Garrett County By Location
Accident. According to local tradition, the town’s name springs from two accidents: first, the overlapping claims of surveyors Brooke Beall and William Deakins Jr. circa 1786; second, the “accident” being duly recorded in the official documents as the place name. See “Town Named Accident.” Roadside America. Updated 16 Aug. 2020. https://www.roadsideamerica.com/tip/49084
Accident. Mary Shoemaker Beitzel, who died in 1930 at age 88, must have made quite an impression in life, because news of her death was supernaturally communicated via a "token" in two different households, in two different ways: as an apparition standing over her great-nephew's bedside, and as a mysterious, sourceless buzzing in her grandson's kitchen cupboard, like an invisible bee.
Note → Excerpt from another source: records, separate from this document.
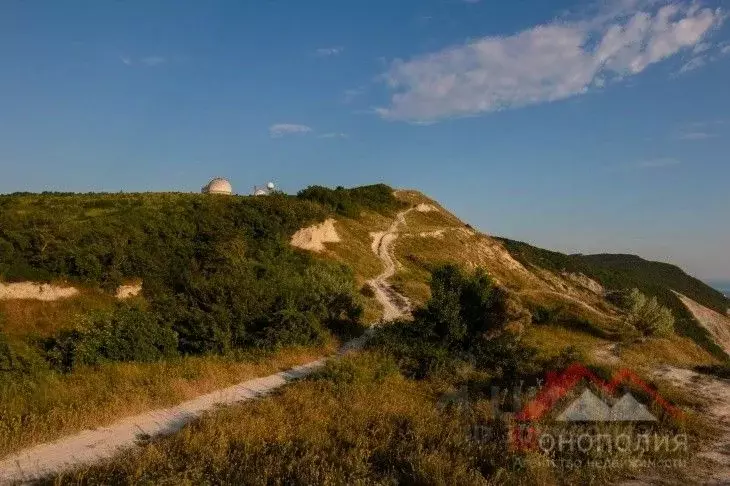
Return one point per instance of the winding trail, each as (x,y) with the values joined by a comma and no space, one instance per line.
(92,445)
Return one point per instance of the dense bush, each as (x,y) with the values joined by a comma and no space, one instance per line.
(127,334)
(349,202)
(218,271)
(645,314)
(462,323)
(654,279)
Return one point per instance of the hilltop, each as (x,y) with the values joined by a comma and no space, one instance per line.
(159,298)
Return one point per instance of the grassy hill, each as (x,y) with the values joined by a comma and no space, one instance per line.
(617,272)
(225,297)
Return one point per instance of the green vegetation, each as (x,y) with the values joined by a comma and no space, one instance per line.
(620,272)
(463,322)
(385,416)
(646,315)
(350,202)
(219,279)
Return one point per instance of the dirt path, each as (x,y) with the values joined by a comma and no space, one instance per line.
(89,446)
(394,304)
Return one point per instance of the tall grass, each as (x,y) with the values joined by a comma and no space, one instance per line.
(35,409)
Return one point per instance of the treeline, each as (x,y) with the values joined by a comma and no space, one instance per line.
(349,202)
(219,275)
(623,272)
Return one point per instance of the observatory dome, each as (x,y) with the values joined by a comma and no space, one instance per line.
(218,185)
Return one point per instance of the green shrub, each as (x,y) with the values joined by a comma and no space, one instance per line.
(644,314)
(126,334)
(349,202)
(462,323)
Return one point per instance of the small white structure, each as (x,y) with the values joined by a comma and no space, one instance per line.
(218,185)
(264,191)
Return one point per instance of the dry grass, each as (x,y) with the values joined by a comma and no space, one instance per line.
(551,340)
(674,350)
(53,405)
(359,422)
(364,424)
(33,317)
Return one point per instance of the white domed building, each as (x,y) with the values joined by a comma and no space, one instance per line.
(218,185)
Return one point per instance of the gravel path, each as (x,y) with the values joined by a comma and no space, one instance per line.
(89,446)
Granma Mary's epitaph in St. Paul's "New" Cemetery: "There is rest in heaven." See Duncan, Andy. "She Recognized the Old Lady in the Coffin." Weird Western Maryland. 12 Nov. 2021. https://weirdwesternmd.blogspot.com/2021/11/she-recognized-old-lady-in-coffin.html . Also Duncan, Andy. "Ask Not for Whom the Bee Buzzes." Weird Western Maryland. 13 Nov. 2021. https://weirdwesternmd.blogspot.com/2021/11/ask-not-for-whom-bee-buzzes.html. The Find a Grave entry is https://www.findagrave.com/memorial/61887429/mary-elizabeth-beitzel.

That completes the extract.